Providers are also concerned that measures may fail to account for patient acuity, effectively penalizing those who take care of more ill and complicated patients. While acuity is being addressed in other CMS programs in the inpatient setting, it is not a factor in current assignments of the bonus in PQRI, and it remains unclear how the issue will be addressed in later iterations of the initiative.
Concerns about physician profiling, however, are both immediate and substantiated. The PQRI feedback reports will be provided directly to the practitioner in a confidential manner for the 2007 and 2008 reporting periods, but it is expected that data in later years will be public domain. In the meantime, we have an opportunity for our profession to promote continuous quality improvement.

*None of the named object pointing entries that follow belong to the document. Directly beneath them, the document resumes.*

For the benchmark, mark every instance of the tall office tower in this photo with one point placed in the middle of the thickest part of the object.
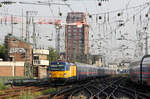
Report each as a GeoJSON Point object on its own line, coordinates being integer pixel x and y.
{"type": "Point", "coordinates": [77, 36]}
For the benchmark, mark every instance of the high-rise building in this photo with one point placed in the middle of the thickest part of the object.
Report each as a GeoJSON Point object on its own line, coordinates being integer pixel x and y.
{"type": "Point", "coordinates": [77, 36]}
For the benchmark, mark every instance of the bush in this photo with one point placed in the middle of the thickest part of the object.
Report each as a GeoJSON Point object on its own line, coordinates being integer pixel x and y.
{"type": "Point", "coordinates": [48, 91]}
{"type": "Point", "coordinates": [25, 95]}
{"type": "Point", "coordinates": [2, 86]}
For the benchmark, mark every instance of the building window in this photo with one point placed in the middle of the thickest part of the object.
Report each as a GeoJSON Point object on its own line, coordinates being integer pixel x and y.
{"type": "Point", "coordinates": [36, 57]}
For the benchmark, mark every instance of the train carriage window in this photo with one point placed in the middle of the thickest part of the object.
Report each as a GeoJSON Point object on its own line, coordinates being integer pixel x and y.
{"type": "Point", "coordinates": [67, 66]}
{"type": "Point", "coordinates": [57, 67]}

Physician profiling may seem inconsequential in the current environment, but the trend is toward increased profiling by payers and awareness by consumers. As a profession, our failure to participate in an objective and critical manner may leave us with misleading statistics and potentially damaging clinician rating programs.
On the other hand, participation in efforts to increase quality and high reliability in health care delivery can be empowering for practitioners and may lead to improved outcomes for our patients.